From: Erik Naggum <>
Date: 2000/11/04
Newsgroups: comp.lang.lisp
Message-ID: <>

* David Bakhash <>
| So they started out with 300 bps, and eventually got it up to 56K
| bps.  Almost 200% increase.  Okay.  I agree that's impressive.

  Huh?  (/ (* 100 (- 56000 300)) 300) => 18566% increase in my book.

  I fail to understand why giving increases in percent makes sense
  when the factor of increase is greater than 2 (100% increase), but I
  notice people are talking about something that went from 1 to 10 as
  1000% increase, when it is clearly 900%, but they also call it a
  "ten-fold increase", which is correct.  Confusing multiplicative and
  additive increases is much too easy when computing with percentages.

| Is the impressive part that, despite the massive increase in data
| rate, that the same protocol is used, without breaking down with
| timing issues, etc.?

  The impressive part is their ability to make technology out of
  science.  I am one of those few people who are impressed by science
  and technology as such.  Most people seem to be more impressed by
  sports achievements and Harry Potter (either the books or the sales).
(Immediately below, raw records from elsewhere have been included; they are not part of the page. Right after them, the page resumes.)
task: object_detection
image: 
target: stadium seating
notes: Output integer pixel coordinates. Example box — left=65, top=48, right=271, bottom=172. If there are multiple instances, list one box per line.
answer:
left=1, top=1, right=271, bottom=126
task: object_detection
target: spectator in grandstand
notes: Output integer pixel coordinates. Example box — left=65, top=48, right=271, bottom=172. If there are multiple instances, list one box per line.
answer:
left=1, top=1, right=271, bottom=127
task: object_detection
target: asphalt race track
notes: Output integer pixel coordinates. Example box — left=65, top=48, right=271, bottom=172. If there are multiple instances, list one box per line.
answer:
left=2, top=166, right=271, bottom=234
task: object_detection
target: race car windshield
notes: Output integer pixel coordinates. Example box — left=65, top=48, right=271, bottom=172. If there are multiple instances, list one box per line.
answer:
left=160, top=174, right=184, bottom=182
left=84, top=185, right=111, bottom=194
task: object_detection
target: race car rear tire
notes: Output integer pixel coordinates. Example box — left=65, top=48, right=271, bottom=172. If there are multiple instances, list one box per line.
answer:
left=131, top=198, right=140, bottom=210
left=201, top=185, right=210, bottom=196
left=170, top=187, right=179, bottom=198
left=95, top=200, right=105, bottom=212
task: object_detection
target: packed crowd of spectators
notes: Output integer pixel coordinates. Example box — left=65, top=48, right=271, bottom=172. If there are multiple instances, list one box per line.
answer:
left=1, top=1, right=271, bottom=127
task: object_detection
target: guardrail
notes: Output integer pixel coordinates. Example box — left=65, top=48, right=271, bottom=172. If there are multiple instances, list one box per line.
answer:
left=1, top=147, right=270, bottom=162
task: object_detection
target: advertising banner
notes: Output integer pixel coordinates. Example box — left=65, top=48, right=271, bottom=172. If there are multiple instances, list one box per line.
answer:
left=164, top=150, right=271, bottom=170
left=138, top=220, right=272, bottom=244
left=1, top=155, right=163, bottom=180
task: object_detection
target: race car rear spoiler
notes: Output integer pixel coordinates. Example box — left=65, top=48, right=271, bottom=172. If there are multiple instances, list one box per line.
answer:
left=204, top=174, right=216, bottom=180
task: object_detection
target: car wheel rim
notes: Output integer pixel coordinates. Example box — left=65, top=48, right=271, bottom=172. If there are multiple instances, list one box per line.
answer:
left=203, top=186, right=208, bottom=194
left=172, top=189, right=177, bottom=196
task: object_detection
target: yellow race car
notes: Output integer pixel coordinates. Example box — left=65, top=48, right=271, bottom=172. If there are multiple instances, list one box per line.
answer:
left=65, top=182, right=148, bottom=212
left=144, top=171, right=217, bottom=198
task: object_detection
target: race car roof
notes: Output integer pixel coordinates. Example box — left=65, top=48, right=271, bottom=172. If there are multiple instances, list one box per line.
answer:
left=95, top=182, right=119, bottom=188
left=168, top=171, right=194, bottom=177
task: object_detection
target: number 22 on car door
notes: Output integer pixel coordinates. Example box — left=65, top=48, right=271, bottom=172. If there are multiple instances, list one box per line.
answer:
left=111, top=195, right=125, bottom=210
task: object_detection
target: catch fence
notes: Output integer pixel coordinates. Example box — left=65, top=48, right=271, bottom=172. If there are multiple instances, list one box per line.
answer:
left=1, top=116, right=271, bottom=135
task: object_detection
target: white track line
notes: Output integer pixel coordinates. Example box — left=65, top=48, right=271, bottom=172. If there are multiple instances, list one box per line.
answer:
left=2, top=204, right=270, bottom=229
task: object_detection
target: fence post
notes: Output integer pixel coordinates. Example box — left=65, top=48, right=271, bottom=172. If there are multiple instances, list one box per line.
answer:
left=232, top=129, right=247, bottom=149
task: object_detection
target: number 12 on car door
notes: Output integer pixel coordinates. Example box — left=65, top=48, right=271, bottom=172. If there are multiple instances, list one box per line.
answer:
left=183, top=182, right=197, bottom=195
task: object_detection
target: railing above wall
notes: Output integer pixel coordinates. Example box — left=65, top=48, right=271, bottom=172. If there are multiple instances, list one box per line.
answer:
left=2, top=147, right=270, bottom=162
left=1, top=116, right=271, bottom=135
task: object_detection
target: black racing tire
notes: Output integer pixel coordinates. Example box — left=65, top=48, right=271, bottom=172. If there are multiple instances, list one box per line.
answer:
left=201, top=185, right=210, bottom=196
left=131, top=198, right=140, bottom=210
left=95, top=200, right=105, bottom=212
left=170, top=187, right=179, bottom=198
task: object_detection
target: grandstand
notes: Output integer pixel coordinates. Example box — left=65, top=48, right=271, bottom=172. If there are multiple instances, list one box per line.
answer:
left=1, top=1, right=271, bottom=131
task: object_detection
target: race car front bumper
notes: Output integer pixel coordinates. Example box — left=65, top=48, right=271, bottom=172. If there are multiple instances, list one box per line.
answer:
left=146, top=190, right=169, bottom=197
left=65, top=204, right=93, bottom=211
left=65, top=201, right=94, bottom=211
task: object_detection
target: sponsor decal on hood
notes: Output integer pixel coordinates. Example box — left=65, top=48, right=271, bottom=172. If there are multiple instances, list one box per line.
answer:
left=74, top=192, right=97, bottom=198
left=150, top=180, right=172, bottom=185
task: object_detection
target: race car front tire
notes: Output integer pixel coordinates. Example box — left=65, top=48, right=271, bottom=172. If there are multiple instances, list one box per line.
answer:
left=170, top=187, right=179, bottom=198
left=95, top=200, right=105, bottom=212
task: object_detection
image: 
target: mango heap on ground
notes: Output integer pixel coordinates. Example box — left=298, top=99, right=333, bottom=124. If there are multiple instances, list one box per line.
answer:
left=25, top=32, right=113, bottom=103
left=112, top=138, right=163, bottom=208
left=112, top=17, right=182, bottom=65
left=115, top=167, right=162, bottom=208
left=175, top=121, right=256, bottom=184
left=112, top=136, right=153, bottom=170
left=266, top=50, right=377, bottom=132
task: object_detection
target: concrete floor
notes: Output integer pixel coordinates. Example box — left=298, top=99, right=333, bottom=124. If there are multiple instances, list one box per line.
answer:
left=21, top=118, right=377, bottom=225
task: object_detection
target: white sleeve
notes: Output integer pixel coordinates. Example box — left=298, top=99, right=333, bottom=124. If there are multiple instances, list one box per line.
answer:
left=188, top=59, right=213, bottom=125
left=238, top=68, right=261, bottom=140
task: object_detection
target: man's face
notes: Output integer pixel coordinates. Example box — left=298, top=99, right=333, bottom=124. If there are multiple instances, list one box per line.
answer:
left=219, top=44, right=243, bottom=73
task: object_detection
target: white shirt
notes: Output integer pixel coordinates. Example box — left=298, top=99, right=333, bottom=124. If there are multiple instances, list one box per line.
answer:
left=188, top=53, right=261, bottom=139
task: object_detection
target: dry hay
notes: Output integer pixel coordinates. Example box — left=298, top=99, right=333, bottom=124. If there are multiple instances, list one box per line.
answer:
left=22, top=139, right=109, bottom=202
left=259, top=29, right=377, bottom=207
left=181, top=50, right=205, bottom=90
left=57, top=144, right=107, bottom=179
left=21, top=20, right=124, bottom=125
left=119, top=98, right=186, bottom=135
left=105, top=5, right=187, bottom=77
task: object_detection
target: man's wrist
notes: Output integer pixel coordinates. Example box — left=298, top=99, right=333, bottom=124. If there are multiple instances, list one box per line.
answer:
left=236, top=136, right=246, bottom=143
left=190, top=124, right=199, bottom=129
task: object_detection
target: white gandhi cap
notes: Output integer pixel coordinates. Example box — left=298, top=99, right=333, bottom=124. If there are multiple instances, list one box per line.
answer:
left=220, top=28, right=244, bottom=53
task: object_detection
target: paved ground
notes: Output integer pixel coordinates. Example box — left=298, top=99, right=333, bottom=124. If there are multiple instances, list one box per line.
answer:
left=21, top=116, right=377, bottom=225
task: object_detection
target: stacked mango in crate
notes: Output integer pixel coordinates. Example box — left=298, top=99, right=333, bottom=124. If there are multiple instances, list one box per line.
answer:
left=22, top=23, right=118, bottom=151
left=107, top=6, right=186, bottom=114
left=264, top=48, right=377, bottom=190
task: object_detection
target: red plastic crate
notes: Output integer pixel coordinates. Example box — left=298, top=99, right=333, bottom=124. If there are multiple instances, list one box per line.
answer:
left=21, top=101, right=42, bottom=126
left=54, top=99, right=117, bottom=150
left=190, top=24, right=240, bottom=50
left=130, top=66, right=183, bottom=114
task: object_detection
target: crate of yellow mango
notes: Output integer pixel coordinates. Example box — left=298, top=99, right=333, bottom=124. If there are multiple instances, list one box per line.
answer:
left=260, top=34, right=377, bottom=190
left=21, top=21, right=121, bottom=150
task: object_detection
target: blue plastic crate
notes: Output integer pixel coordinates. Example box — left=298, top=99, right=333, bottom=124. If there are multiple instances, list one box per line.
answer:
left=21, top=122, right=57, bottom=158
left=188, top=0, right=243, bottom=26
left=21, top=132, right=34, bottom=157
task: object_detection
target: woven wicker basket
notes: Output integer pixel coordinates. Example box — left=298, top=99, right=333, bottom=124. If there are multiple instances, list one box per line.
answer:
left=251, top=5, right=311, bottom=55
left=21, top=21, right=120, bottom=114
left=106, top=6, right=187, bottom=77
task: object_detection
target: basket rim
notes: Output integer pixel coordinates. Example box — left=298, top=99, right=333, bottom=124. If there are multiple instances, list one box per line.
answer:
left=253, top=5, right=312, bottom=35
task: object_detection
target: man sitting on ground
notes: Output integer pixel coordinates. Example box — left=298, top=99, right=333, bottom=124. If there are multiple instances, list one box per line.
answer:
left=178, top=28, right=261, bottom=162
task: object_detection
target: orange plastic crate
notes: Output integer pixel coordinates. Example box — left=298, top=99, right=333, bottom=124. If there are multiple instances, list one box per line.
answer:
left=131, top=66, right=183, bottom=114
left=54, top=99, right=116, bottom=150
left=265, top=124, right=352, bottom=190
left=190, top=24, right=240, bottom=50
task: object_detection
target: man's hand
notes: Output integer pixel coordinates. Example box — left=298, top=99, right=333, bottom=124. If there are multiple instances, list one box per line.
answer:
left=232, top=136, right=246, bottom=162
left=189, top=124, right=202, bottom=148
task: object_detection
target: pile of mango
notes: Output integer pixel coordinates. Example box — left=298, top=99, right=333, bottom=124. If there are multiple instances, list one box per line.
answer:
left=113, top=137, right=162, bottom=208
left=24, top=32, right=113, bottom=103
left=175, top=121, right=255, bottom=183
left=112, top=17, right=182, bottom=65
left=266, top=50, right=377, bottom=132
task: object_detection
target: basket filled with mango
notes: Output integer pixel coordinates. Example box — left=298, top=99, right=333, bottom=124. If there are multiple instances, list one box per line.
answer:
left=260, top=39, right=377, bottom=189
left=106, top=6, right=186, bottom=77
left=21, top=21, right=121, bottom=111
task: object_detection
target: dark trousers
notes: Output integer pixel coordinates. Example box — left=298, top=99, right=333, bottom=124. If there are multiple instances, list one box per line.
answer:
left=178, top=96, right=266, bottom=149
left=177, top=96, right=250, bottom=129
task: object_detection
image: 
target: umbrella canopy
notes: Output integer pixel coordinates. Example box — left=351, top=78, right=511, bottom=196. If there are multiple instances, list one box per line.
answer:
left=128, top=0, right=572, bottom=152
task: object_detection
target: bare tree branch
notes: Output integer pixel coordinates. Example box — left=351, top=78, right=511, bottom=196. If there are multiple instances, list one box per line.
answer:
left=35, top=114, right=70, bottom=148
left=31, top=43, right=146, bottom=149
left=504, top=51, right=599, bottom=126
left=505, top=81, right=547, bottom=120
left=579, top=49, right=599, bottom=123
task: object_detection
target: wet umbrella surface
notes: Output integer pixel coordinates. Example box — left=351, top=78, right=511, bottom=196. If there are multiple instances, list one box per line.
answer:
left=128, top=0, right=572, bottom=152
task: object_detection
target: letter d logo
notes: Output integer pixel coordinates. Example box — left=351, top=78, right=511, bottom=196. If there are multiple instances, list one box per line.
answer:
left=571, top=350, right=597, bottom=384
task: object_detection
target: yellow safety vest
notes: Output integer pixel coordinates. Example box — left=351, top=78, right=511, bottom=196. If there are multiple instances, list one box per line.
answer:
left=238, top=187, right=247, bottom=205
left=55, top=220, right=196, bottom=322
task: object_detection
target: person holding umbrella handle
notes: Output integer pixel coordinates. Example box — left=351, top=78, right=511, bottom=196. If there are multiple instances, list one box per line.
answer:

| Also, is it fair to say that they did a good job on an absolute
| scale?


| For example, I think it's kinda hard to mess things up for a 300 bps
| channel, depending on how noisy it is, but assuming a reasonable SNR.

  Yes, it _is_ kinda hard, but it _was_ pretty good when they did it.

| Do they deserve to be commended just because they made it up to 56K
| bps?

  They have "made it" it up to 10Mbps.

| TCP/IP handles datarates of 10M bps, about the same factor over 56K
| bps as 56K bps is to 300 bps.

  TCP is a transport protocol.  IP is a network protocol.  Modems do
  not transport or network, they simply move bits across a wire.
  Incidentally, TCP/IP works pretty well on gigabit networks, too,
  although the amount of data on a wire with a high bandwidth*latency
  product is _staggering_, which causes the window size in TCP to be a
  major problem if the connection is even slightly lossy.  Therefore,
  gigabit TCP introduces the same kinds of redundancy that the Telecom
  people added to their T3/E3 data link protocols (154Mbps) and above,
  and which have been used in comparatively low-bandwidth satellite
  communications for ages, namely a pretty good time distance between
  the data and its error recovery signalling that makes it possible to
  recover from outage stretches of up to 10 ms and sometimes more.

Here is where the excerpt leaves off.